Neste fim de ciclo de governação, seria difícil acumular mais e constantes episódios de erro, trilhando caminhos ínvios, evidenciando a mais flagrante e completa baralhação. Em aperto financeiro que, dia após dia, ainda mais se degrada, desta vez, os cidadãos vão ser obrigados ao dispêndio de mais recursos que, afinal, teriam sido evitáveis se tivesse actuado a tempo, algo demasiado penoso, que comunidade alguma merece.
Verdade e esperança
Estou em crer que, só na sequência das diligências das comissões de negociadores internacionais, prestes a desembarcar em Lisboa, poderão os portugueses tomar definitivo e cabal conhecimento da calamidade das contas da nação, através da verdade que lhes tem vindo a ser sonegada e escamoteada. Quase perversamente, poder-se-ia deduzir que, quanto mais não fosse, por isto mesmo, já teria valido a pena solicitar a denominada ajuda externa…
Só o conhecimento da verdade poderá constituir alavanca para a mobilização cívica que se impõe como indispensável à eleição dos futuros deputados. É com base nessa mesma verdade que decorrerão as subsequentes negociações para a formação do Governo. E, não menos importante, será o conhecimento da verdade da situação que levará os cidadãos a aceitar os sacrifícios que lhes serão pedidos durante muitos anos.

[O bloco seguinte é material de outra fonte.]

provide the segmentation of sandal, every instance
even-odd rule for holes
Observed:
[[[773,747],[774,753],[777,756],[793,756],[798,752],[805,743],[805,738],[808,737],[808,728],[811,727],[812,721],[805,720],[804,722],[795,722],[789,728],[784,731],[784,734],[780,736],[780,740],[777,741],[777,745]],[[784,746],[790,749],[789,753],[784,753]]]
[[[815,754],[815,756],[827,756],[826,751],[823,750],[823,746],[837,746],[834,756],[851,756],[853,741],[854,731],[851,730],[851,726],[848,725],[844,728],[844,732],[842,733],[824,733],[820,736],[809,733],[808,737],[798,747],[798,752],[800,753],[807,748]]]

Vezes sem conta, a maioria dos portugueses já ouviu afirmar que a comunidade nacional tem andado a viver muito acima das suas possibilidades. Todavia, esta asserção tão lúcida e sábia, não tem tido qualquer tradução minimamente expressiva ao nível da prática quotidiana. No entanto, finalmente, e sem margem para dúvida, agora não há outra solução que não passe pela rápida assunção geral da mudança de paradigma que está prestes a acontecer.
Viver de acordo com as possibilidades implica assumir a verdade de que este país ainda está muito aquém dos índices de desenvolvimento da média europeia, dentro e fora da zona euro, e que a superação das flagrantes desigualdades da distribuição da riqueza só será alcançável em conjugação com os ganhos da literacia, comuns nesta latitude de velho mundo culto e civilizado.

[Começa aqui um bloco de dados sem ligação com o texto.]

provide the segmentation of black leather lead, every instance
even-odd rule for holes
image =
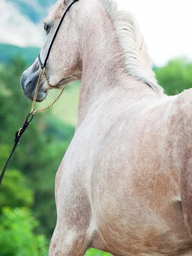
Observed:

Por outro lado, a crédito de tudo quanto é suposto ter esperança, também se impõe considerar as potencialidades humanas e materiais, por explorar, para gerar a riqueza necessária à sustentabilidade dos compromissos. Este percurso para o desenvolvimento não se faz na facilidade da auto-estrada, antes exige a verdade de um caminho das pedras…
6 comentários:
Verdade, esperança, caminho das pedras, isto parece uma parábola religiosa. Mas tudo o que escreve é certo, infelizmente estou de acordo.
Rute Alves
Não acredito que alguma vez saibamos o estado das finanças mesmo com a entrada do FMI. Temos direito à verdade mas uma coisa é o direito e outra a prática do direito.
Paulo Serra
João Cachado, colega e amigo,
O João Cachado, o Pacheco Pereira , a Ana Gomes e outras vozes tão lúcidas não fazem caminho neste país. As pessoas em geral querem iludir-se, não estão nada preocupadas com a verdade e com a necessidade de mudar padrões de vida. Portanto não se iluda o meu amigo...
Carlos Sousa
O caminho das pedras começa amanhã. Mas muita gente ainda não se convenceu e quando cair na real vai ser muito duro. Tal como escreveu, ainda vamos pagar muitos miulhões (a mais...) porque o Sócrates teimou não pedir a ajuda
pelo menos um mês antes. Nas mãos de políticos como ele e Passos Coelho (que não é melhor...) estamos ainda pior do que julgamos.
S. Pinto
Verdade e esperança? O senhor acredita mesmo no que escreve ou é ingénuo? Com o Sócrates, Passos Coelho, Portas, etc, ninguém pode pensar em conhecer a verdade e quanto à esperança só se for por um canudo.
Só pelo caminho das pedras chegaremos primeiro à verdade e depois à recuperação que vai demorar muitos mais anos do que a intervenção do FMI.